Inguinal herniorrhaphy is commonly performed on an outpatient basis under nerve blocks or local or general anesthesia (GA). Our hypothesis is that use of paravertebral blocks (PVB) as the sole anesthetic technique will result in shorter time to achieve home readiness and improved same-day recovery over a 'fast-track' GA. Fifty patients were randomly assigned to receive either PVB or GA under standardized protocols (PVB = 0.75% ropivacaine, followed by propofol sedation; GA = dolasetron 12.5 mg, propofol induction, rocuronium, endotracheal intubation; desflurane; bupivacaine 0.25% for field block). Eligibility for postanesthetic care unit (PACU) bypass and data on time-to-postoperative pain, ambulation, home readiness, and incidence of adverse events were collected. More patients in the PVB group (71%) met the criteria to bypass the postanesthetic care unit compared with patients in the GA group (8%; P < 0.001). Only 3 (13%) of patients in the PVB group requested treatment for pain while in the hospital, compared with 12 (50%) patients in the GA group, despite infiltration with local anesthetic (P = 0.005). Patients in the PVB group were able to ambulate earlier (102 +/- 55 minutes) than those in the GA group (213 +/- 108 minutes; P < 0.001). Time-to-home readiness and discharge times were shorter for patients in the PVB group (156 +/- 60 and 253 +/- 37 minutes) compared with those in the GA group (203 +/- 91 and 218 +/- 93 minutes) (P < 0.001). Adverse events (e.g., nausea, vomiting, sore throat) and pain requiring treatment in the first 24 hours occurred less frequently in patients who had received PVB than in those who had received GA. In outpatients undergoing inguinal herniorrhaphy, PVB resulted in faster time to home readiness and was associated with fewer adverse events and better analgesia before discharge than GA.

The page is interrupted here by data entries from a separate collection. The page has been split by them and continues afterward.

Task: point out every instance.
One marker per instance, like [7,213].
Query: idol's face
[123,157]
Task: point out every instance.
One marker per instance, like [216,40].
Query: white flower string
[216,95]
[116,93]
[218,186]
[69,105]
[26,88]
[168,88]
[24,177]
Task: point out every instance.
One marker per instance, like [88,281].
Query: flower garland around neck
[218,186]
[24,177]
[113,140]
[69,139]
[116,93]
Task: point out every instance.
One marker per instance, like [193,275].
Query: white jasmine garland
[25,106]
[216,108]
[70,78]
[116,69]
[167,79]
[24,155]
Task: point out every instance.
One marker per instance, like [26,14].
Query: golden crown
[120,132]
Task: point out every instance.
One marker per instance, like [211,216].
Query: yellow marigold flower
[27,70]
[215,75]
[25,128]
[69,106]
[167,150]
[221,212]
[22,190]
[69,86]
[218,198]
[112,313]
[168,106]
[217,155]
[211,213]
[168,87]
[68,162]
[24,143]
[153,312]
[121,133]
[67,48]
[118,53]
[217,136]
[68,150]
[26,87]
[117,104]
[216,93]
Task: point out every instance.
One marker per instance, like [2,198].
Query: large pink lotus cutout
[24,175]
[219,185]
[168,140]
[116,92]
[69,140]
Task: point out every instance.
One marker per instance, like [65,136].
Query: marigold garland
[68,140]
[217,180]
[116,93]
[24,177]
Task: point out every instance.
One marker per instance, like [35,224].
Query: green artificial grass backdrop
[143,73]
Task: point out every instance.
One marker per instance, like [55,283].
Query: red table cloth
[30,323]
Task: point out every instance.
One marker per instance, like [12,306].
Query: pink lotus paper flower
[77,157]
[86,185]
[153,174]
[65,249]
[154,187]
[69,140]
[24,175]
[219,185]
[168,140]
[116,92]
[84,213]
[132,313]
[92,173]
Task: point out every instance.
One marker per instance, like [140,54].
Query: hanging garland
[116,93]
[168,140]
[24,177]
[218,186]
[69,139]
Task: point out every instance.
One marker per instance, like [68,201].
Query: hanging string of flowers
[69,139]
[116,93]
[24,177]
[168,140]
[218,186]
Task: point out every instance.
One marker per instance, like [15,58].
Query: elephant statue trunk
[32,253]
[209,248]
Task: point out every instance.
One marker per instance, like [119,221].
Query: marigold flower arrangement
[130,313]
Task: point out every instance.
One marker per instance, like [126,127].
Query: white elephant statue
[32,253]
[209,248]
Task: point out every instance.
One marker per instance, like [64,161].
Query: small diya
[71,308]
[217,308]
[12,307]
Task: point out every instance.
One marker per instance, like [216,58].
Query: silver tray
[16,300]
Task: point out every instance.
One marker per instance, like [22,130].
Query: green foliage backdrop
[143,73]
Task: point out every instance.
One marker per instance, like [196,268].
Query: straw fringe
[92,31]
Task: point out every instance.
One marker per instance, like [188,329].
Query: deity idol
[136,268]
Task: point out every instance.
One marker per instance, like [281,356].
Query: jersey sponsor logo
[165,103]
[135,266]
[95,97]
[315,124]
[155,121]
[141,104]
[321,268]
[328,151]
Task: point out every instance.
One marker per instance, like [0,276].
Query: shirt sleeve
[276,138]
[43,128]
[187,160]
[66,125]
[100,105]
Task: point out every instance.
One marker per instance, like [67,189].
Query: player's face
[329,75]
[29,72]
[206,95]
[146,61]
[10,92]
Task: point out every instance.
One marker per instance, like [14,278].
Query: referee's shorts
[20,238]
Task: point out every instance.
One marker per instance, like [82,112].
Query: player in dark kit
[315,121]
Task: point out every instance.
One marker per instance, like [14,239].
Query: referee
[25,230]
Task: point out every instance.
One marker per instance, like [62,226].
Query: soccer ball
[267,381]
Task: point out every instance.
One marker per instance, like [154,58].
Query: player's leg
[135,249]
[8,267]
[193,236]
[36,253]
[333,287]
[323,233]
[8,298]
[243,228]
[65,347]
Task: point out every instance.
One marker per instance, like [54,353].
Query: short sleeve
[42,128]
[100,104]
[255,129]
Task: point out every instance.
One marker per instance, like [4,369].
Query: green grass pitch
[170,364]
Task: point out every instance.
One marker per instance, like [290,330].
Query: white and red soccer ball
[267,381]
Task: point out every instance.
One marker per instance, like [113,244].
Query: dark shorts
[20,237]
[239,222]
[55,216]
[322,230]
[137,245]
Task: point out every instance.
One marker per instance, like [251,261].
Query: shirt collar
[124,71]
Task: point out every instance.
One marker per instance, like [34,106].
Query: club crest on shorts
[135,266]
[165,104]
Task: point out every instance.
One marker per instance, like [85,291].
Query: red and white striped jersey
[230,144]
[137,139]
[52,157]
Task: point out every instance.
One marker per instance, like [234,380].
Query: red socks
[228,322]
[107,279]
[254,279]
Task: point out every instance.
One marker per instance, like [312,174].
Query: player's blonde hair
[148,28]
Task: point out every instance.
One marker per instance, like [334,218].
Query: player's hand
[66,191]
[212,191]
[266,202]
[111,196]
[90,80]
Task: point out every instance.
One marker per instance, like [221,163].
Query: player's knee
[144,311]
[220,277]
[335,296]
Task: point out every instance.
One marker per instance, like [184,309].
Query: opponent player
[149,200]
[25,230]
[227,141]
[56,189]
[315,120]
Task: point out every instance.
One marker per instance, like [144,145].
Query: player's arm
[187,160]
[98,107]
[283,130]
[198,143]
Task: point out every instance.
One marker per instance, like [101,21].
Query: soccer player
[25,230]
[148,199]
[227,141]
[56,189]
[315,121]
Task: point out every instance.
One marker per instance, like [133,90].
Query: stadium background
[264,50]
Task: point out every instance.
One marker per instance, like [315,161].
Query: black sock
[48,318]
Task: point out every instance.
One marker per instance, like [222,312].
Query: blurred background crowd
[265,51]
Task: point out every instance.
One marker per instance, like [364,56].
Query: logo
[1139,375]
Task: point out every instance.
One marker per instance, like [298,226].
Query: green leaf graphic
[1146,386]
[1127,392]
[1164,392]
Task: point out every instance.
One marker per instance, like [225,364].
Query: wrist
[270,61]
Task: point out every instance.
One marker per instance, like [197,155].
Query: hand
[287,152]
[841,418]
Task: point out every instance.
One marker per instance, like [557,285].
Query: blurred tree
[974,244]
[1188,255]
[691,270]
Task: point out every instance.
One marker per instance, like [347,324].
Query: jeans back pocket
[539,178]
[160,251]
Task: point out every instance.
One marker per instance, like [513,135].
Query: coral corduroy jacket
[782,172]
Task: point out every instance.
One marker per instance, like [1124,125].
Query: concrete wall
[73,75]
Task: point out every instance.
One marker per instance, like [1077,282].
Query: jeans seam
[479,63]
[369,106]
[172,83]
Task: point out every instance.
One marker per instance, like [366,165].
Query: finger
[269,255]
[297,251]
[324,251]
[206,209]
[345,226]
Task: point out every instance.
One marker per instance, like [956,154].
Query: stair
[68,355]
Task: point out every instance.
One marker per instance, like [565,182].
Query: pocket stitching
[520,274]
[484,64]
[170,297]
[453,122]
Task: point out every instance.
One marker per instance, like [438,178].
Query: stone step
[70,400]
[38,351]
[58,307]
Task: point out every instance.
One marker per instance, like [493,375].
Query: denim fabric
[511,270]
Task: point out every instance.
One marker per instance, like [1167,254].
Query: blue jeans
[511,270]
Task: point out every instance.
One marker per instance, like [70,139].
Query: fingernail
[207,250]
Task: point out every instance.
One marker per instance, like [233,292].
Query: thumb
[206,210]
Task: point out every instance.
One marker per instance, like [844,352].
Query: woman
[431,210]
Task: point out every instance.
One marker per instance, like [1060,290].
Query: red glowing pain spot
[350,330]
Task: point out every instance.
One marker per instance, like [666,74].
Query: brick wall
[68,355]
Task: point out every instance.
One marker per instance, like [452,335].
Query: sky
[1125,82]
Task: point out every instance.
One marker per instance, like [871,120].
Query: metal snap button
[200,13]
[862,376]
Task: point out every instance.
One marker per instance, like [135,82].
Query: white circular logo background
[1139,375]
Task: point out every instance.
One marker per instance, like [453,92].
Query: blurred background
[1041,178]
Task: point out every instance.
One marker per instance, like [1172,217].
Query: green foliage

腹股沟疝修补术通常在门诊进行,采用神经阻滞或局部或全身麻醉(GA)。我们的假设是,使用椎旁阻滞(PVB)作为唯一的麻醉技术,与“快速通道”GA相比,将缩短达到可回家状态的时间,并改善当日恢复情况。50名患者按照标准化方案随机分配接受PVB或GA(PVB = 0.75%罗哌卡因,随后给予丙泊酚镇静;GA = 12.5 mg多拉司琼,丙泊酚诱导,罗库溴铵,气管插管;地氟醚;0.25%布比卡因用于局部阻滞)。收集了麻醉后护理单元(PACU)旁路的合格情况以及术后疼痛、行走、可回家状态和不良事件发生率的数据。与GA组患者(8%)相比,PVB组更多患者(71%)符合绕过麻醉后护理单元的标准(P < 0.001)。尽管使用了局部麻醉剂浸润,但PVB组只有3名(13%)患者在住院期间要求止痛治疗,而GA组有12名(50%)患者(P = 0.005)。PVB组患者比GA组患者更早能够行走(102±55分钟对213±108分钟;P < 0.001)。与GA组患者(203±91和218±93分钟)相比,PVB组患者达到可回家状态的时间和出院时间更短(156±60和253±37分钟)(P < 0.001)。接受PVB的患者在术后24小时内发生的不良事件(如恶心、呕吐、喉咙痛)和需要治疗的疼痛比接受GA的患者更少。在接受腹股沟疝修补术的门诊患者中,PVB导致达到可回家状态的时间更快,与GA相比,出院前不良事件更少,镇痛效果更好。